Controlling Relative miRNA level as Target Therapy of the BRCA Mutation and Its Challenges

Abstract

In the past few decades, the diagnosis, prevention, and treatment of BRCA1/2-related cancer, especially breast cancer and ovarian cancer, have been a topic of great concern to scientists and the public. People with mutated BRCA genes are more likely to develop breast and ovarian cancer, and such causes of these types of cancer are inherited. Till now, there is no perfect solution for this gene defect. microRNAs (miRNAs), as important gene expression regulation molecules in humans, are considered to have the potential to be a tool for early diagnosis of such gene defects.

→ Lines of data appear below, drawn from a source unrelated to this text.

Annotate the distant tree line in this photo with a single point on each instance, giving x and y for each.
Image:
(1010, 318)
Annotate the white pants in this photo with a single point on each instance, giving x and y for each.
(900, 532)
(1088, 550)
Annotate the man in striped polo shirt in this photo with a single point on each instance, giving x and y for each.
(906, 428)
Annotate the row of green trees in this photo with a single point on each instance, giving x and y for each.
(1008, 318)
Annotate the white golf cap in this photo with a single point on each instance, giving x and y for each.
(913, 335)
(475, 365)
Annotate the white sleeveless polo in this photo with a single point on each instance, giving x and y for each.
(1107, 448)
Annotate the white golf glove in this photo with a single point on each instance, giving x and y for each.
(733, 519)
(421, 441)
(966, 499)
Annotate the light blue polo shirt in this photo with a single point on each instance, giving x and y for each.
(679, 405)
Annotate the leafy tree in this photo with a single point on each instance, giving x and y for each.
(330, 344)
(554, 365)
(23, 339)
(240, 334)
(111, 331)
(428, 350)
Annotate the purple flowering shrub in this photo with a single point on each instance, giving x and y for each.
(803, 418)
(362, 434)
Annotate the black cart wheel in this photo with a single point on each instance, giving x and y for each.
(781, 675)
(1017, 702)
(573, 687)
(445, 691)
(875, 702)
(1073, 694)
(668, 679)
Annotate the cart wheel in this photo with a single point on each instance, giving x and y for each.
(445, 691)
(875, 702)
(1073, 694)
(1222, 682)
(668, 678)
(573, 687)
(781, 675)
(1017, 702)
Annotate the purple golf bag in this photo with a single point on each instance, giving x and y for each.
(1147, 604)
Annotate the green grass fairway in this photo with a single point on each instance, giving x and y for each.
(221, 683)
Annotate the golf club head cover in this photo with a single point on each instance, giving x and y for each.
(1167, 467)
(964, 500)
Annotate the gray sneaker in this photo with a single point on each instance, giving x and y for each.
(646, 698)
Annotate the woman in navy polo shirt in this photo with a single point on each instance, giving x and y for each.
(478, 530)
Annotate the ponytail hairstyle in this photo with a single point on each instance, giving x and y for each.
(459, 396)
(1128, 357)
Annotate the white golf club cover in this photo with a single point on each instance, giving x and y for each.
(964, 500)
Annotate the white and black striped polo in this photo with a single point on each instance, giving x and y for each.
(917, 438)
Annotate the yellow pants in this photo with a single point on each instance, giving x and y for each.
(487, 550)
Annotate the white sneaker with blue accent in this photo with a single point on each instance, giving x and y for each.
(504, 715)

In this review, the literature on miRNA closely related to BRCA gene regulation is reviewed, and the mechanism of miRNA causing BRCA gene variation is discussed. The online databases used in this research are PubMed, Nature Journals, ScienceDirect, The European Bioinformatics Institute (EBI), and Google Scholar. The search terms are “BRCA gene mutation”, “BRCA gene function”, “PARP inhibitor”, “miRNA for BRCA regulation”, “Target therapy for BRCA gene mutation”, “Drug resistance”, and “Target specificity”. This paper aims to discuss the possibility of reducing the incidence of BRCA gene mutation by controlling the content of relative miRNAs – reducing miRNAs that inhibit BRCA gene expression and increasing miRNAs that promote BRCA gene expression– and how to restore the function of the mutated BRCA gene by this means. The population that develops breast and ovarian cancer has been on the rise for decades, and the age of patients is getting younger. If miRNA can be developed as an early diagnostic tool, it will enhance the power of current cancer screening techniques and provide a more stable basis for early prevention and subsequent treatment.